Statuant en troisième prolongation, le premier juge a relevé à bon droit par une motivation qu’il convient d’adopter et ainsi qu’il ressort de la procédure que M. [T] a été condamné par le tribunal correctionnel de Bobigny à une peine de 2 ans d’emprisonnement dont un an avec sursis pour des faits de d’exercice illégale de la profession de pharmacien, détention, transport offre et cession de produits psychotropes, exécution d’un travail dissimulé.
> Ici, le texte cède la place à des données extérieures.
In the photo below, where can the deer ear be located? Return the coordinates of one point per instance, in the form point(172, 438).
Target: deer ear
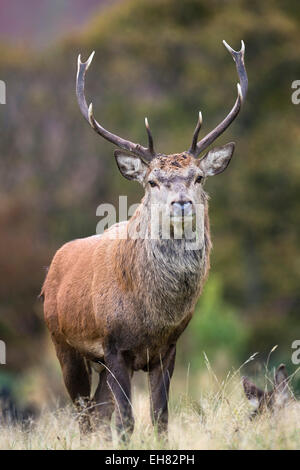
point(252, 392)
point(217, 159)
point(133, 168)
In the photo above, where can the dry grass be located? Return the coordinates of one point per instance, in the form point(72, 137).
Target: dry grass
point(217, 420)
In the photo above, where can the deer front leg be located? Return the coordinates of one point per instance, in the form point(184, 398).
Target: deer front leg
point(118, 381)
point(159, 381)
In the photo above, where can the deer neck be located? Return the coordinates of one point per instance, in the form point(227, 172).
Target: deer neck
point(166, 276)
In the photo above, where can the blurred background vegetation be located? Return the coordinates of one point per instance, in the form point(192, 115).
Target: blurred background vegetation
point(163, 59)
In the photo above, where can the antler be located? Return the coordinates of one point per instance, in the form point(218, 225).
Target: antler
point(146, 154)
point(238, 57)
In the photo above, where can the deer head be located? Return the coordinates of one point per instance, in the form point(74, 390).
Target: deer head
point(173, 181)
point(274, 399)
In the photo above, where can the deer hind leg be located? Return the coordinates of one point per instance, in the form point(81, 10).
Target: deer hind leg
point(103, 405)
point(119, 382)
point(159, 383)
point(77, 379)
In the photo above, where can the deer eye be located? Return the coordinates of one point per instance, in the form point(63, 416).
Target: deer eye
point(198, 179)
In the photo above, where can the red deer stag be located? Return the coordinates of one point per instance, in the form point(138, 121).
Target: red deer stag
point(119, 303)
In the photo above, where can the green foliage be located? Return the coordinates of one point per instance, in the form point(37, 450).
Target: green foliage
point(217, 327)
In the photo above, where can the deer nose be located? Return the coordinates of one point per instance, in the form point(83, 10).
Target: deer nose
point(181, 208)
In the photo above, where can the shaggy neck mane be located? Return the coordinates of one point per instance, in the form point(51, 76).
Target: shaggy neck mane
point(166, 277)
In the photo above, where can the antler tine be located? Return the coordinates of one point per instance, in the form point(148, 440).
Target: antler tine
point(150, 138)
point(146, 154)
point(242, 86)
point(193, 147)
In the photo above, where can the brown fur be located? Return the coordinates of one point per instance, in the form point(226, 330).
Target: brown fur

Qu’ainsi la menace à l’ordre public est suffisamment caractérisé eu égard à la gravité des faits, la condamnation n’étant pas ancienne mais datant d’un jugement du 13 juin 2023. Le moyen est rejeté.
Sur la demande d’assignation à résidence,
En vertu de l’article L.743-13 du code de l’entrée et du séjour des étrangers et du droit d’asile :
« Le juge des libertés et de la détention peut ordonner l’assignation à résidence de l’étranger lorsque
celui-ci dispose de garanties de représentation effectives.
L’assignation à résidence ne peut être ordonnée par le juge qu’après remise à un service de police
ou à une unité de gendarmerie de l’original du passeport et de tout document justificatif de son
identité, en échange d’un récépissé valant justification de l’identité et sur lequel est portée la mention
de la décision d’éloignement en instance d’exécution.
Lorsque l’étranger s’est préalablement soustrait à l’exécution d’une décision mentionnée à l’article L.
700-1, à l’exception de son 4°, l’assignation à résidence fait l’objet d’une motivation spéciale. »
En l’espèce, cette demande étant formée pour la première fois à ,hauteur d’appel est irrecevable en application de l’article 564 du code de procédure civile, et au surplus non fondée au vu de l’absence de garanties effectives de l’intéressé , la demande est irrecevable.
PAR CES MOTIFS
DISONS IRRECEVABLE la demande d’assignation à résidence;
CONFIRMONS l’ordonnance
DISONS que la présente ordonnance sera notifiée à Monsieur [V] [T] par l’intermédiaire du chef du centre de rétention administrative (avec traduction orale du dispositif de l’ordonnance dans la langue comprise par l’intéressé),
ORDONNONS la remise immédiate au procureur général d’une expédition de la présente ordonnance.
Fait à Paris le 23 avril 2025 à
LE GREFFIER, LE PRÉSIDENT,
REÇU NOTIFICATION DE L’ORDONNANCE ET DE L’EXERCICE DES VOIES DE RECOURS : Pour information : L’ordonnance n’est pas susceptible d’opposition.
Le pourvoi en cassation est ouvert à l’étranger, à l’autorité administrative qui a prononcé le maintien en zone d’attente ou la rétention et au ministère public.
Le délai de pourvoi en cassation est de deux mois à compter de la notification.
Le pourvoi est formé par déclaration écrite remise au secrétariat greffe de la Cour de cassation par l’avocat au Conseil d’Etat et à la Cour de cassation constitué par le demandeur.